I remember not being able to read The Last of the Mohicans because of the historical innacuracies...but I loved The Three Musketeers! One of those things where the story is so good I don't even notice the voice, etc.

Janga said...

The grammar of any living language changes. Just compare the 16th edition of the Chicago Manual of Style with any earlier edition to see some of the changes in rules governing what most publishers consider acceptable use.

I think about some of the rules I was taught such as "Never end a sentence in a preposition." Efforts to follow that patently absurd rule produced some of the most awkward sentences ever crafted. I will probably always use the subjunctive and say--and write--if I were, I wish I were, and if it be, but I'm not bothered by writers who don't use the subjunctive. Those who don't use it hold the majority now, and not using it is no longer considered an error. The same holds true with the Oxford comma. I recently wrote several biographies for an encyclopedia on the computer and the Internet. I had to consciously remember that CMOS says "web" is not capitalized. That rule has changed since I retired a few years ago.

I was careful to qualify my initial comment: "I admit grammatical errors that affect the clarity and grace of prose make me want to scream words my mother's daughter should blush to speak." The errors that disturb me are vague pronoun references, dangling modifiers, and other errors that force me to stop and struggle to understand the writer's meaning. Even more bothersome are ugly sentences that may violate no rules but make me cringe nonetheless.

Maureen said...

That makes sense... and I really wonder what the style manuals will show in 50 years that right now we shudder about...

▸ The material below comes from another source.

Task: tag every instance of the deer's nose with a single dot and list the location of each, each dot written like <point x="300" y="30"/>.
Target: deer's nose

I find it fascinating how often what is grammatically correct sounds so awkward, we sit and study it...sure we're doing it wrong.

Janga said...

James Fenimore Cooper's style has drawn criticism for more than a century. Most famously, Mark Twain listed Cooper's literary offenses in an essay in which he claimed Cooper wrote "the poorest English that exists in our language." I can never quite forgive Twain for dissing Austen, but I agree with much of what he says about Cooper.

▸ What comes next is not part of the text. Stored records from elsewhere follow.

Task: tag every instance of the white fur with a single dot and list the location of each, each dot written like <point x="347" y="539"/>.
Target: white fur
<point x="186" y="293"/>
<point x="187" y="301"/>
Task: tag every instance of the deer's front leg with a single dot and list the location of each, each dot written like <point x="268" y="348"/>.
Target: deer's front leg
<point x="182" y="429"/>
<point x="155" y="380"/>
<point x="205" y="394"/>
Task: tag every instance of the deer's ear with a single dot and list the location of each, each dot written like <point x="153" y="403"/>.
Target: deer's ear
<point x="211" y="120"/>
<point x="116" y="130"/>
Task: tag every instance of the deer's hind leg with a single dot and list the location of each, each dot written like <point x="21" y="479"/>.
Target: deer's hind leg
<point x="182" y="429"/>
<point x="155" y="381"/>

http://xroads.virginia.edu/~hyper/hns/indians/offense.html

Maureen said...

It was the physics of things that drove me nuts about Cooper. Rivers flowed the wrong way, boats made turns that were too tight for their length... And it seems to me accents switched... I can credit him for presenting the
'wild west' to the public and catching their imagination. But the imagine part went way too far!

P. Kirby said...

Well, given that I love Twain, his opinion on Cooper just solidifies my fondness. I don't remember it [Last of the Mohicans] as anything but gobbleygook put to ink. I mean, I don't know what the f*ck Shakespeare is talking about half the time, but at least it sounds pretty. Reading Cooper was like slogging through the La Brea tar pits. Fuggetaboutit.

I am, I admit, a lazy reader. I skim, sometimes even when the story engages me. I read for fun; I don't want to work that hard.

Marnee Bailey said...

I agree with Pat-- Present tense kills me. All those s's. I can't take it. ANd it feels so immediate. I don't like it. *mulish face*

What makes stories fall flat for me is when the world isn't developed enough. I say this even as I know that I need help with world building. LOL!!

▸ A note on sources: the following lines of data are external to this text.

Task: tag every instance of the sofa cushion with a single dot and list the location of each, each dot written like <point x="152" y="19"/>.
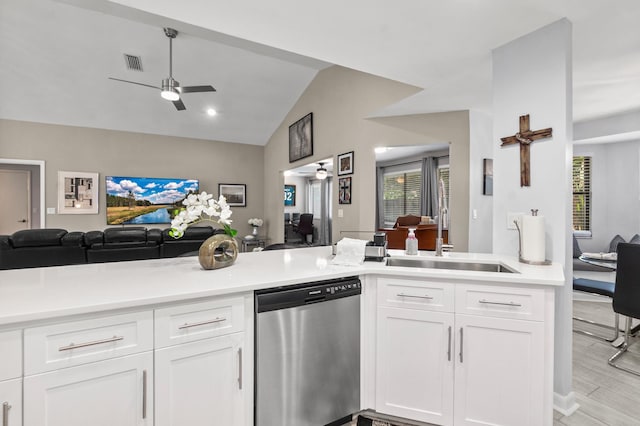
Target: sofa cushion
<point x="613" y="245"/>
<point x="118" y="235"/>
<point x="73" y="239"/>
<point x="37" y="237"/>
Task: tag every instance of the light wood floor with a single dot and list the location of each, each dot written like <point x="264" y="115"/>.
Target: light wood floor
<point x="607" y="396"/>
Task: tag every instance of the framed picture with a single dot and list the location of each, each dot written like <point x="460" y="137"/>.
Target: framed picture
<point x="301" y="138"/>
<point x="235" y="193"/>
<point x="345" y="163"/>
<point x="289" y="195"/>
<point x="344" y="195"/>
<point x="77" y="193"/>
<point x="487" y="176"/>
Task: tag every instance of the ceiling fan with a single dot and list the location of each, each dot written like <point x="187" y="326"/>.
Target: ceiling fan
<point x="171" y="89"/>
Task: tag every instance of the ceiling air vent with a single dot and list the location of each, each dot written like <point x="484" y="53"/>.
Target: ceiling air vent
<point x="133" y="62"/>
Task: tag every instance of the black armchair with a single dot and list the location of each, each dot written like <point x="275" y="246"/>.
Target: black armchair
<point x="305" y="226"/>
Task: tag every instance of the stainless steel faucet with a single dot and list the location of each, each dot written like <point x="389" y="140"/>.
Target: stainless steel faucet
<point x="442" y="211"/>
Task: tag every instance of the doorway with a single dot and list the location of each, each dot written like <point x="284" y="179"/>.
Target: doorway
<point x="28" y="199"/>
<point x="309" y="191"/>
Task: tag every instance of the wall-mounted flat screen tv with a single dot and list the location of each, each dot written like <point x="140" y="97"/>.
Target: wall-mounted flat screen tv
<point x="141" y="200"/>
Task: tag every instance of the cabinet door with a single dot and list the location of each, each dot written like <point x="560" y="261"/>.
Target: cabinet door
<point x="105" y="393"/>
<point x="11" y="402"/>
<point x="414" y="371"/>
<point x="200" y="383"/>
<point x="499" y="378"/>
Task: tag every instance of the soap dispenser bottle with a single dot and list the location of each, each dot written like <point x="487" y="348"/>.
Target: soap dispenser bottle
<point x="411" y="243"/>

I wanna see this movie though. Chances are it'll have to wait until DVD or on demand. But I'll get there.

Maureen said...

Marn, it's really a fascinating movie, as long as you don't try to make it stay straight. Beautifully filmed...

I also like a well developed world, just enough that I can follow. I don't need an extensive tour guide, but some cornerstones are good!

Pat, I agree...I can't follow Shakespeare, but the words sound so pretty. The meter, lift and fall...it's enough!